O roqueiro vice-presidente de Cristina Kirchner

BUENOS AIRES – Dono de uma cabeleira cuidadosamente descuidada, apreciador de ternos bem-cortados, o vice-presidente Amado Boudou é ocasionalmente visto montado nas ruas de Puerto Madero sobre alguma de suas diversas importadas motos Harley-Davidson. Desde esse elitista bairro Boudou envia tuítes em defesa dos “pobres” e da “indústria nacional”.

Ariel Palacios, correspondente, O Estado de S. Paulo

28 Junho 2014 | 08h03

Roqueiro amador Boudou gosta de fazer comparações com esse estilo musical e a forma da presidente Cristina Kirchner fazer política: “este é um governo muito rock ‘n roll, pois tem esse espírito de atrever-se a mudar as coisas que não gosta”.

Boudou seduziu o casal Kirchner quando, em 2008, no comando do sistema previdenciário, propôs ao governo a reestatização das aposentadorias.
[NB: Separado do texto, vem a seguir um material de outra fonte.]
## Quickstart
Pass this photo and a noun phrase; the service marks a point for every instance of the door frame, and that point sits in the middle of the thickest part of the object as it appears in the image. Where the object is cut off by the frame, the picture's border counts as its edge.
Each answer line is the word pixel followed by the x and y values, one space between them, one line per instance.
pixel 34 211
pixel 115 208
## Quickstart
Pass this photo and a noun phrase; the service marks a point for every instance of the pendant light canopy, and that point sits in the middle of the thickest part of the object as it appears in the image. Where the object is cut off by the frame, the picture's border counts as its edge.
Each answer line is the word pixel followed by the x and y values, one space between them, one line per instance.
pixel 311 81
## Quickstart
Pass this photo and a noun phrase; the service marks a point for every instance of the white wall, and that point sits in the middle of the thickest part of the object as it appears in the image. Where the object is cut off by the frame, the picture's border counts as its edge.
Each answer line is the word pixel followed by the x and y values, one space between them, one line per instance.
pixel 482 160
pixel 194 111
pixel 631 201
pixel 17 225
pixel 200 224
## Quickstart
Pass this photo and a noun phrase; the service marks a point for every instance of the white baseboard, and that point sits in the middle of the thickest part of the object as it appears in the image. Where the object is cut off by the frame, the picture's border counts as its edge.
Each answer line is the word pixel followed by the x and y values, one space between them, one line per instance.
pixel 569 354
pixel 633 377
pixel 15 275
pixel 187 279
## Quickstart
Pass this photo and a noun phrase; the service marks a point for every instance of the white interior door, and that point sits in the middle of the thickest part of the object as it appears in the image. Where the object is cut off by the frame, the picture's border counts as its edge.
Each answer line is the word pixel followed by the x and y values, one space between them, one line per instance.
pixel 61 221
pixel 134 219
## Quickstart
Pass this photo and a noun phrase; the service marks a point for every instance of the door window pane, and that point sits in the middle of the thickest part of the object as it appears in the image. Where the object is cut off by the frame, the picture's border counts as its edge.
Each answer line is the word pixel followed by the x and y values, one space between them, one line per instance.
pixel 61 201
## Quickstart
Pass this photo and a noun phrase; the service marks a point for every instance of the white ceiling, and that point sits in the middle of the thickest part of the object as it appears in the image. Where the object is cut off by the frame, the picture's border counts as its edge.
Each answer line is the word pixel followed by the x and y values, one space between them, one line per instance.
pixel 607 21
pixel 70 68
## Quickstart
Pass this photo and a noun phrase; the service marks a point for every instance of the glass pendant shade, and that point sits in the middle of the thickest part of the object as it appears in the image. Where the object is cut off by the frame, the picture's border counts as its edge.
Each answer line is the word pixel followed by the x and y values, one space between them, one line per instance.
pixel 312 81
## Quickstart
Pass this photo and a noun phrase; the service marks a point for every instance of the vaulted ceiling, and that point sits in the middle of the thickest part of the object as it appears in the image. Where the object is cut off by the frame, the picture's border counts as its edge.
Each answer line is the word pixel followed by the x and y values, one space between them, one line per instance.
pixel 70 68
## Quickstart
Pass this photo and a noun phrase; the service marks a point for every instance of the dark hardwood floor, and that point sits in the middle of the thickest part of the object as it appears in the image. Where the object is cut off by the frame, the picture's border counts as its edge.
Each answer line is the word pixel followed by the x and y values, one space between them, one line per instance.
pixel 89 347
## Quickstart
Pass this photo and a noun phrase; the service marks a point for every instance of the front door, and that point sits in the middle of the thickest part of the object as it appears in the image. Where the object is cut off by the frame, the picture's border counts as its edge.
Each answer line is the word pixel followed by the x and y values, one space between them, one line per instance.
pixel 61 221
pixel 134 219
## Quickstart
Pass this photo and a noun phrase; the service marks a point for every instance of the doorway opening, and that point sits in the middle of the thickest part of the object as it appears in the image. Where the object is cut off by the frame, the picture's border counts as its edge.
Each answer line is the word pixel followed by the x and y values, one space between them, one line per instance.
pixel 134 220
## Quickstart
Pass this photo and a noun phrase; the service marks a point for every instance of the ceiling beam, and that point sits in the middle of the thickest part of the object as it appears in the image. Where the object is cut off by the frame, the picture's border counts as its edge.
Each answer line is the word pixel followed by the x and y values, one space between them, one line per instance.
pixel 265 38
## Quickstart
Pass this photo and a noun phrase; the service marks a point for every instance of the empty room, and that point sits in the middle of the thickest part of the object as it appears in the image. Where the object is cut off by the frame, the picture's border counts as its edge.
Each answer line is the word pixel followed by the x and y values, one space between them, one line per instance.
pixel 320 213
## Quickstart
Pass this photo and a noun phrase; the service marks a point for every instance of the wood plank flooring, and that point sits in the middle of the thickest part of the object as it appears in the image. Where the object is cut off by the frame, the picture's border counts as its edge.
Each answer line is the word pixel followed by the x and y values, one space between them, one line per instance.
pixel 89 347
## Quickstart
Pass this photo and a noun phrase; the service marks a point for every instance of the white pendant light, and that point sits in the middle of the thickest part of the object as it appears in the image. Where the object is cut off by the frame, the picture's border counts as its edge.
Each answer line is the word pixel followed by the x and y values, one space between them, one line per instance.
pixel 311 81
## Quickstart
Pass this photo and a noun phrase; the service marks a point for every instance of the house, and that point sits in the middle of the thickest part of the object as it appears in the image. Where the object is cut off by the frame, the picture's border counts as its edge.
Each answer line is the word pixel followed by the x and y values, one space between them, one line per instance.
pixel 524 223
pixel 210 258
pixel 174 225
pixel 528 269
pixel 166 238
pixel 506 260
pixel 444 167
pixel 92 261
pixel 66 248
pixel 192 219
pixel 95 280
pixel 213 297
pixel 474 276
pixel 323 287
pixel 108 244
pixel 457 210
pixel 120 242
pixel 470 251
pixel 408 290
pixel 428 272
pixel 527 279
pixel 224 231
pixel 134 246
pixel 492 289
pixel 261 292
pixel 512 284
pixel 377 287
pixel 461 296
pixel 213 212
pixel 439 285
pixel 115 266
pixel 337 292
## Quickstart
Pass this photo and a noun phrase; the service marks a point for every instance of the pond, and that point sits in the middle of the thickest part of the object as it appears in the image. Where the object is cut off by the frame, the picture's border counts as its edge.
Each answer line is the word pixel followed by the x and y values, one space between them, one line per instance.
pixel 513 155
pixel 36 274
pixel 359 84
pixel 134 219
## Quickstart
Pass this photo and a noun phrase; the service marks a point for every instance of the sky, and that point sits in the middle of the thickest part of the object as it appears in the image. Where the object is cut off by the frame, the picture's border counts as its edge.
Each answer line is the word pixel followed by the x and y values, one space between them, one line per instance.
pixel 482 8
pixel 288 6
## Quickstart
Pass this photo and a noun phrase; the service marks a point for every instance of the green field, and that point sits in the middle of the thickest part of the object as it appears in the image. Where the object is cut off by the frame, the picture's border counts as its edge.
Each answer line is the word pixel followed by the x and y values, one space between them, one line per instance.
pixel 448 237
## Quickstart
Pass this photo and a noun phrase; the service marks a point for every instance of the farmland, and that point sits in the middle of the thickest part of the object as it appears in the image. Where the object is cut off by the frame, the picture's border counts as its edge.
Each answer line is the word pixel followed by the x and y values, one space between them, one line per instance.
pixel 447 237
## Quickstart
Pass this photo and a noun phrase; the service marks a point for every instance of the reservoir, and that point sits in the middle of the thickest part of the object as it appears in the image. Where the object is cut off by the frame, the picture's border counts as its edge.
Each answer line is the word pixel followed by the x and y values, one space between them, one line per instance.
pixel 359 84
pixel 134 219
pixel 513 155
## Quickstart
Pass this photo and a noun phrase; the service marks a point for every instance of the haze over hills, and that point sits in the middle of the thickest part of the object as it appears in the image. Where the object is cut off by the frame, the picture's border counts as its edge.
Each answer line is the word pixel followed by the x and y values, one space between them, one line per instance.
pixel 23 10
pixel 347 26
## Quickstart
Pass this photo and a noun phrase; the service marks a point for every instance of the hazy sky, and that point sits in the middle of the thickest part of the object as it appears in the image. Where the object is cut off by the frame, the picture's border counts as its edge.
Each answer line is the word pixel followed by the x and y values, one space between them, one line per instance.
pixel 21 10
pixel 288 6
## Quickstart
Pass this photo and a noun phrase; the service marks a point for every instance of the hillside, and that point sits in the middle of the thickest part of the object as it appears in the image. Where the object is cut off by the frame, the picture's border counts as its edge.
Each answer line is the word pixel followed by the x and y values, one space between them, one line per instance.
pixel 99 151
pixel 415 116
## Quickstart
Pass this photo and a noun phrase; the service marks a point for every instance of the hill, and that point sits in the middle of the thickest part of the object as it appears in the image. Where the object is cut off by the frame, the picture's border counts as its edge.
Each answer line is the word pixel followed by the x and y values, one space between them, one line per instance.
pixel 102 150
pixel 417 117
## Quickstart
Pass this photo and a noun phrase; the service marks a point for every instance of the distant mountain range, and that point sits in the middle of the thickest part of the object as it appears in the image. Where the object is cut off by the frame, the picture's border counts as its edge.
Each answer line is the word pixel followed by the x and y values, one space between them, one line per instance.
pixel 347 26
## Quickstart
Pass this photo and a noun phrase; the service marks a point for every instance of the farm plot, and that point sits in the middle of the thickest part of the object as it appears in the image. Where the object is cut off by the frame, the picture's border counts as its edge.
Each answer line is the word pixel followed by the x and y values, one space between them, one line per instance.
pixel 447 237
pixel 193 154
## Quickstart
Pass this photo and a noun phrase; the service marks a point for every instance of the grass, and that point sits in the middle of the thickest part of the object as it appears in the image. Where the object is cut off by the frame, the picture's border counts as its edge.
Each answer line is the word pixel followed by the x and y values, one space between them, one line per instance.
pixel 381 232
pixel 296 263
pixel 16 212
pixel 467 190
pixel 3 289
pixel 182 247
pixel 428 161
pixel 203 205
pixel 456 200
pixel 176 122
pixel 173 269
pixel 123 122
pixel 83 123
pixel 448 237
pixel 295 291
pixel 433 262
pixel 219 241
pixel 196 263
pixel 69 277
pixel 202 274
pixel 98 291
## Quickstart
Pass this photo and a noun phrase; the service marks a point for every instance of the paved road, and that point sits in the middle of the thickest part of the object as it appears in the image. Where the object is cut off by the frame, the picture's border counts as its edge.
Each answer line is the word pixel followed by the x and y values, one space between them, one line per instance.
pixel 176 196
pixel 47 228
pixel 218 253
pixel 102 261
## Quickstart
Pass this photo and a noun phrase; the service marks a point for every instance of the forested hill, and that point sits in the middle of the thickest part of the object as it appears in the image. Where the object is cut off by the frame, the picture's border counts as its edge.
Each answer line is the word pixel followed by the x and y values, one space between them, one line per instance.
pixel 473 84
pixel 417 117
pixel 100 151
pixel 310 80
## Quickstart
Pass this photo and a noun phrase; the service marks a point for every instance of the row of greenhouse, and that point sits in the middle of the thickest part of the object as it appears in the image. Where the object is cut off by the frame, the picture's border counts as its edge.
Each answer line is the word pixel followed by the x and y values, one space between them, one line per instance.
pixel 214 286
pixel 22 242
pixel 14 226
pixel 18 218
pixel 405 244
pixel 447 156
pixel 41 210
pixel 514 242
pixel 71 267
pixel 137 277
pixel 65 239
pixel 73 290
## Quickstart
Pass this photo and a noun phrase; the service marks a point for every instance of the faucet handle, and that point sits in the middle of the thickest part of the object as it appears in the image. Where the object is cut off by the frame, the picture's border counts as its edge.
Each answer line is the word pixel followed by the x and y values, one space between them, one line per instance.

Em 2009 Cristina, que definia Boudou como “aquele jovem estupendo”, o designou ministro da economia.

A ala tradicional do estatizante peronismo ficou melindrada com a ascensão de Boudou, um ex-militante da União de Centro Democrático, a “UceDé”, principal reduto do neoliberalismo nativo nos anos 80 e 90. Mas, quando os Kirchners chegaram ao poder Boudou converteu-se rapidamente ao “nacionalismo popular” e às medida protecionistas, deixando de lado a doutrina dos Chicago Boys que havia defendido até a época.

Em 2010 o ex-presidente Néstor Kirchner (2003-2007) – que preparava-se para disputar a presidência nas eleições de 2011 - morreu inesperadamente de um fulminante ataque cardíaco. Sem o marido para realizar uma alternância no cargo, Cristina teve que candidatar-se à reeleição. Para colega de chapa escolheu Boudou, que começou a ser preparado para ser virtual herdeiro e sucessor em 2015.

No entanto, sua ascendente carreira começou a afundar com o surgimento de denúncias do caso Ciccone. A partir dali, o vice – que não conta com força política própria – deixou de ser cotado para a sucessão e transformou-se em um peso morto. Ao longo do último ano os governadores das províncias e ministros evitam aparecer ao lado do vice, que tornou-se a figura mais impopular da administração Kirchner.